La manœuvre contre Picquart fut plus grossière. Elle consista, à la veille des élections, à faire raconter par les journaux qu’il s’était rendu en Allemagne pour s’y rencontrer, à Carlsruhe, avec Schwarzkoppen, qu’il existait une preuve « matérielle » de l’entretien ; un agent les avait photographiés ensemble[1]. Ces révélations s’échelonnèrent sur plusieurs jours, se confirmaient.

Le coup avait été combiné entre Henry, Esterhazy et Guénée qui, chargé de filer Picquart, avait constaté qu’il n’était plus à son domicile[2]. Il était, en effet, allé passer quelques jours chez une vieille amie de sa mère[3]. Possien, ce journaliste à qui Picquart avait fait racheter autrefois un article en faveur de Dreyfus, annonça qu’il avait vu de ses yeux la photographie ; elle existait, en effet, ainsi qu’une autre où l’on avait représenté le même Schwarzkoppen attablé avec Dreyfus.

Pellieux la vit aussi et en parla triomphalement à Esterhazy ; il avait vu également le rapport de l’agent.

Quelque dédaigneux que fût Picquart des injures, il se fâcha ; il déposa une plainte en faux contre Possien[4].

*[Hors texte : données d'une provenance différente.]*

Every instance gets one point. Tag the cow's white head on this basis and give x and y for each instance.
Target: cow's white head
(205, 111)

Dans cette douloureuse histoire que je raconte, tant

  1. Écho de Paris du 20 avril 1898, Gaulois du 28, Jour du 1er mai : « Le gouvernement sait de source absolument sûre… etc. » Possien précisait que l’entrevue avait eu lieu le 5 avril. — Trarieux écrivit à Méline qu’il l’interpellerait, à la rentrée des Chambres, sur cette histoire.
  2. Esterhazy. Dép. à Londres (Éd. de Bruxelles), 94 et suiv. — Voir Appendice IV.
  3. Cass., I. 210. Picquart.
  4. 6 mai 1898. — Possien, rédacteur au Jour, interrogé par Bertulus, se retrancha derrière le secret professionnel (21 mai). De même Vervoort. — Bertulus interrogea également Guénée « qui se contenta de donner un certificat d’honorabilité à Picquart ». (Cass., I, 267.)